The whole blood is a convenient sample of choice to assess electrolyte and metabolite concentration in the pediatric population where their small total body blood volume limits the amount of blood that can be drawn [7]. The risk of hyperkalemia due to hemolysis comes with the use of whole blood samples which may go unnoticed as most POC testing devices are not able to detect the presence of hemolysis [2]. Identifying hemolysis can help minimize inappropriate treatment in both pediatrics and adults. The new GEM 7000 blood gas analyzer is equipped with in-line detection of hemolysis via photometry principle similar to most chemistry analyzers [4], [10]. To our knowledge this is the first study to assess its real-time experience in a pediatric hospital.

In this study, the GEM 7000 showed high concordance with the Hemocue and Vitros chemistry analyzer in detecting hemolysis in both neat and spiked samples as previously reported [4], [10]. We also identified excellent correlation of the potassium results in these samples on both the GEM 7000 and the Vitros. Our EC samples showed the highest hemolysis rate of 8.2 % compared to our NICU rate of 0.04 %. This is consistent with previous reports of about 8–14 % hemolysis rate in ED specimens compared to other units [4]. To rule out pseudohyperkalemia, remnant blood samples are usually sent to the central laboratories for potassium measurements.

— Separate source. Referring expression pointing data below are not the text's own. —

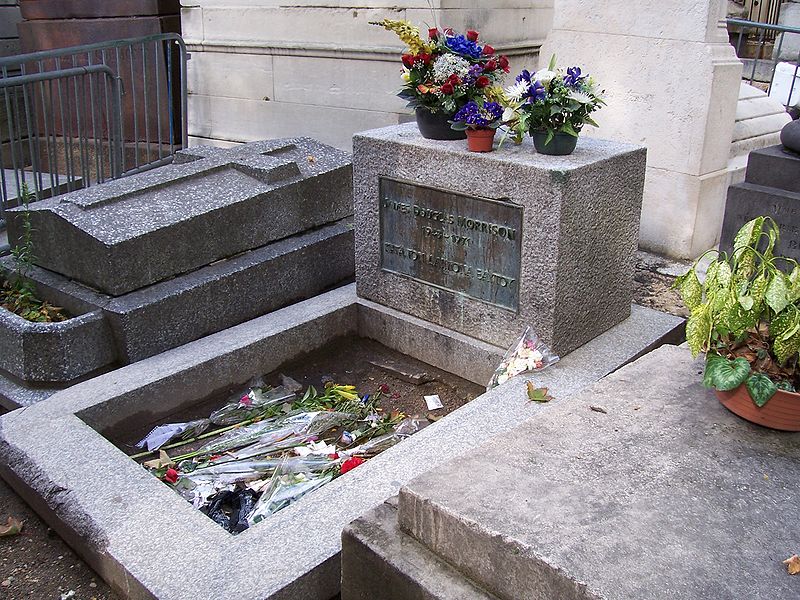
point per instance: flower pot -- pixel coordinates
(480, 140)
(782, 411)
(435, 126)
(561, 144)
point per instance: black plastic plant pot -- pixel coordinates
(435, 126)
(561, 144)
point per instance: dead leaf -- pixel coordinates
(793, 564)
(537, 394)
(12, 527)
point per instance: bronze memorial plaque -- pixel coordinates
(453, 241)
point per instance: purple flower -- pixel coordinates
(573, 77)
(524, 76)
(536, 92)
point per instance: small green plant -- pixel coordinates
(18, 293)
(745, 314)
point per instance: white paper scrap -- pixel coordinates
(433, 402)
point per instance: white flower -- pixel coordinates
(544, 76)
(515, 92)
(579, 96)
(449, 64)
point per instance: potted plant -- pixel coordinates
(480, 121)
(553, 106)
(745, 316)
(443, 73)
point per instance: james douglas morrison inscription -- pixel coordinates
(460, 243)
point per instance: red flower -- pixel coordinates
(351, 463)
(504, 63)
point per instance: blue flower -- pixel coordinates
(461, 45)
(573, 77)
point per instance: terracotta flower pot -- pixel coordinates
(480, 140)
(782, 411)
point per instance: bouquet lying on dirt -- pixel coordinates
(271, 448)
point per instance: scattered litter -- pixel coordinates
(272, 446)
(529, 353)
(415, 378)
(793, 564)
(433, 402)
(537, 394)
(12, 527)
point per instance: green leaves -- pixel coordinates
(724, 374)
(777, 293)
(698, 329)
(761, 388)
(691, 291)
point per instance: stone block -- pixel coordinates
(379, 561)
(135, 531)
(774, 167)
(126, 234)
(664, 461)
(540, 241)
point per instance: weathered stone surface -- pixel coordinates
(584, 504)
(211, 204)
(771, 188)
(378, 559)
(136, 531)
(580, 216)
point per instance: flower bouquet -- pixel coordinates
(552, 106)
(480, 120)
(445, 72)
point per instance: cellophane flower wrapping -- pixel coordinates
(527, 354)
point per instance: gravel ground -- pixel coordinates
(38, 564)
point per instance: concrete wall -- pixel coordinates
(260, 69)
(9, 17)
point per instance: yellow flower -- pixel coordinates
(407, 33)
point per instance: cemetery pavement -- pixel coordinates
(39, 565)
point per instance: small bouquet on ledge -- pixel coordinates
(553, 106)
(445, 72)
(480, 120)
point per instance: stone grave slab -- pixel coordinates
(489, 243)
(771, 187)
(210, 204)
(657, 492)
(148, 542)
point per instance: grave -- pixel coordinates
(146, 541)
(772, 188)
(641, 486)
(153, 261)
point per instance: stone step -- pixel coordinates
(379, 561)
(642, 486)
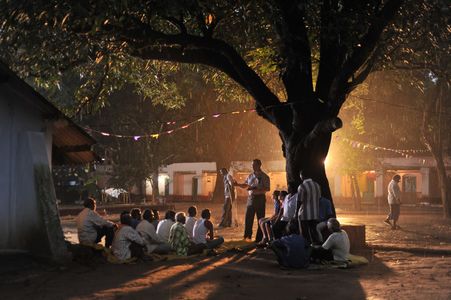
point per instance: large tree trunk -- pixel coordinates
(443, 183)
(308, 158)
(432, 134)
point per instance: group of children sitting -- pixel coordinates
(295, 247)
(143, 233)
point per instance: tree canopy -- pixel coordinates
(297, 59)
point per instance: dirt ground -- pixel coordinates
(411, 263)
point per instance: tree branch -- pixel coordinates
(363, 50)
(296, 50)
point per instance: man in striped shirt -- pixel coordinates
(309, 193)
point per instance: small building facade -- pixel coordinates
(33, 134)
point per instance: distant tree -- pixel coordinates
(421, 55)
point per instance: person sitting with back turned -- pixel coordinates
(92, 227)
(154, 244)
(165, 225)
(203, 232)
(178, 237)
(127, 242)
(190, 221)
(265, 223)
(136, 217)
(337, 245)
(155, 218)
(291, 250)
(286, 214)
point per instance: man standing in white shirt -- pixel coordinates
(257, 184)
(92, 227)
(229, 198)
(127, 242)
(394, 201)
(309, 193)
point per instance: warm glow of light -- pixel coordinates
(327, 161)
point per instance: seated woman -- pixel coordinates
(154, 243)
(179, 240)
(165, 225)
(203, 232)
(291, 250)
(127, 242)
(265, 223)
(337, 245)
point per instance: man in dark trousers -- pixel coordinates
(229, 198)
(257, 184)
(309, 193)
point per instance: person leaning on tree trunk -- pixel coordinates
(394, 201)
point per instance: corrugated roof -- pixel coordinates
(71, 144)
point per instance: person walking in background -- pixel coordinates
(257, 184)
(136, 217)
(229, 198)
(394, 201)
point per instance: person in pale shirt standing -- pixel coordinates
(309, 193)
(164, 226)
(136, 216)
(337, 245)
(190, 221)
(127, 242)
(287, 213)
(257, 184)
(203, 232)
(229, 198)
(394, 201)
(154, 244)
(92, 227)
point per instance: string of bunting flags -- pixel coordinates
(156, 135)
(355, 144)
(404, 152)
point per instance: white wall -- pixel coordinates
(20, 215)
(197, 168)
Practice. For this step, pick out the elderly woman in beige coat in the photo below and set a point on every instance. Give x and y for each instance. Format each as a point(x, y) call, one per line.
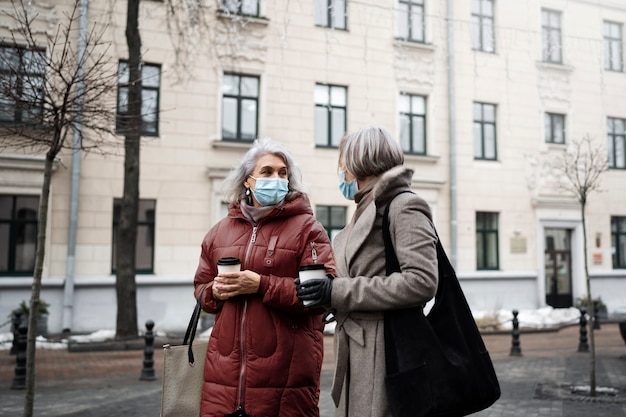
point(372, 172)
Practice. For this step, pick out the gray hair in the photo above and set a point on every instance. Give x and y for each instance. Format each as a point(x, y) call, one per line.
point(370, 152)
point(233, 188)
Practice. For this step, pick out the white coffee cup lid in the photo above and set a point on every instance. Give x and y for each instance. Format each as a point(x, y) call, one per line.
point(312, 267)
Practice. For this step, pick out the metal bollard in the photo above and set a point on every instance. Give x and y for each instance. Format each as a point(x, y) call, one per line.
point(582, 344)
point(596, 316)
point(19, 380)
point(15, 325)
point(147, 373)
point(516, 350)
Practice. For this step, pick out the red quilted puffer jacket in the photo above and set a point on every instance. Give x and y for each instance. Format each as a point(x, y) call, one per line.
point(266, 349)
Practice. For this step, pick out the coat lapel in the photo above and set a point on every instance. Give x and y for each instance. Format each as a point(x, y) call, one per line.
point(359, 233)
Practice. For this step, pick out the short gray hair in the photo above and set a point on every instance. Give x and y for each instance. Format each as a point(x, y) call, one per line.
point(370, 152)
point(233, 188)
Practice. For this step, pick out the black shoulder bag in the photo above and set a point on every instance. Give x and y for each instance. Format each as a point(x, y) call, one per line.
point(436, 364)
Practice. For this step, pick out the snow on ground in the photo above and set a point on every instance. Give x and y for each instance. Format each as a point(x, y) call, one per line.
point(546, 317)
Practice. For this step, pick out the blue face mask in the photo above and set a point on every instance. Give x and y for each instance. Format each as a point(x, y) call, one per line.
point(270, 191)
point(348, 189)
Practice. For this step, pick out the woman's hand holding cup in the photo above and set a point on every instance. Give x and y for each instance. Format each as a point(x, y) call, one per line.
point(231, 281)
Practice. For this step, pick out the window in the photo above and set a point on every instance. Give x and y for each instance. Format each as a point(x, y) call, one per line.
point(554, 128)
point(18, 234)
point(332, 217)
point(616, 142)
point(411, 20)
point(613, 46)
point(484, 131)
point(330, 114)
point(144, 249)
point(150, 86)
point(241, 7)
point(331, 13)
point(551, 36)
point(240, 104)
point(483, 38)
point(618, 241)
point(22, 74)
point(413, 124)
point(486, 241)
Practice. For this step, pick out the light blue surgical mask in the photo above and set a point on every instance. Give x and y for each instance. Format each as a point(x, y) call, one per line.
point(347, 188)
point(270, 191)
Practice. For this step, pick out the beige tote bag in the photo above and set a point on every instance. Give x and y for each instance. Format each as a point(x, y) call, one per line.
point(183, 369)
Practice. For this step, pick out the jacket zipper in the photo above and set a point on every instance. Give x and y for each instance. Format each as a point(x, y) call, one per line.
point(313, 252)
point(242, 338)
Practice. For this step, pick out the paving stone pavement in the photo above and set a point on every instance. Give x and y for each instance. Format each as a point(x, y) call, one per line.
point(98, 384)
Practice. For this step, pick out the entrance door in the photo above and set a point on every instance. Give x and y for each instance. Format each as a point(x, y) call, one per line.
point(558, 268)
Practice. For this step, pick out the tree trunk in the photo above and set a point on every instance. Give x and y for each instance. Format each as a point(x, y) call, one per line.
point(42, 222)
point(592, 342)
point(125, 284)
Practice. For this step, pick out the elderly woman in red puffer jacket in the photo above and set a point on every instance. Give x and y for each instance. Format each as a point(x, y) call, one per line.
point(265, 353)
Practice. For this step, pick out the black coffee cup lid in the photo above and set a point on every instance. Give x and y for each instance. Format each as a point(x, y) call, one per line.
point(312, 267)
point(229, 260)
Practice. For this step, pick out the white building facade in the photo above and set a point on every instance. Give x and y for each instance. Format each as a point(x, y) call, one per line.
point(481, 94)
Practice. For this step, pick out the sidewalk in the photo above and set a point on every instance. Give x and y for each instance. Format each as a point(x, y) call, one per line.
point(98, 384)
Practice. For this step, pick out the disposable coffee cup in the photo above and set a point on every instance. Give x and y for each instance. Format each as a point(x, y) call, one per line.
point(228, 264)
point(311, 272)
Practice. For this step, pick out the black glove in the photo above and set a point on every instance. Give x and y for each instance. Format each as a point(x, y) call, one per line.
point(315, 291)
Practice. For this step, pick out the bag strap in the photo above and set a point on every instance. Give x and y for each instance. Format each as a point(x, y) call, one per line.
point(190, 334)
point(393, 265)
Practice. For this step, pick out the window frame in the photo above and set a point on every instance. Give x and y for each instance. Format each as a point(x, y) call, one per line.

In our study, 61.7 % of samples match the hemolysis index of the GEM 7000 when potassium results was rerun on the Vitros chemistry analyzer within 2 h of the GEM run while 35.8 % did not. Of these unmatched specimens, 17.2 % (5/28) were grossly hemolyzed. This discrepancy is mostly due to the fact that the repeat testing was not done using the original GEM 7000 sample. Our study demonstrates that in-line hemolysis detection on the GEM 7000 shows strong concordance with central laboratory analyzers, reducing the risk of pseudohyperkalemia and unnecessary potassium-related interventions. This is particularly valuable in neonatal settings, where sample volume and venous access are limited. The high rate of concordance we observed aligns with the adult validation study by Pighi et al. [11], further supporting the GEM 7000’s accuracy in real-world clinical use. Early identification of hemolyzed samples may reduce unnecessary redraws and improve turnaround time for actionable results.

Studies have linked the 7.4 % hemolysis rate for blood gas analysis done in the ED to factors like diverse professionals working in the ED compared to trained phlebotomists at other locations [2]. In our hospital, we recorded a 3.1 % rate of moderately hemolyzed specimens from our EC which is lower than previous reports. This lower rate may be directly linked to our POCT team’s effort in continuously training our POC nurses to ensure they are well equipped with skills to reduce pre-analytical errors alongside the stability of our POCT device operators which minimizes frequent hiring of POCT device operators.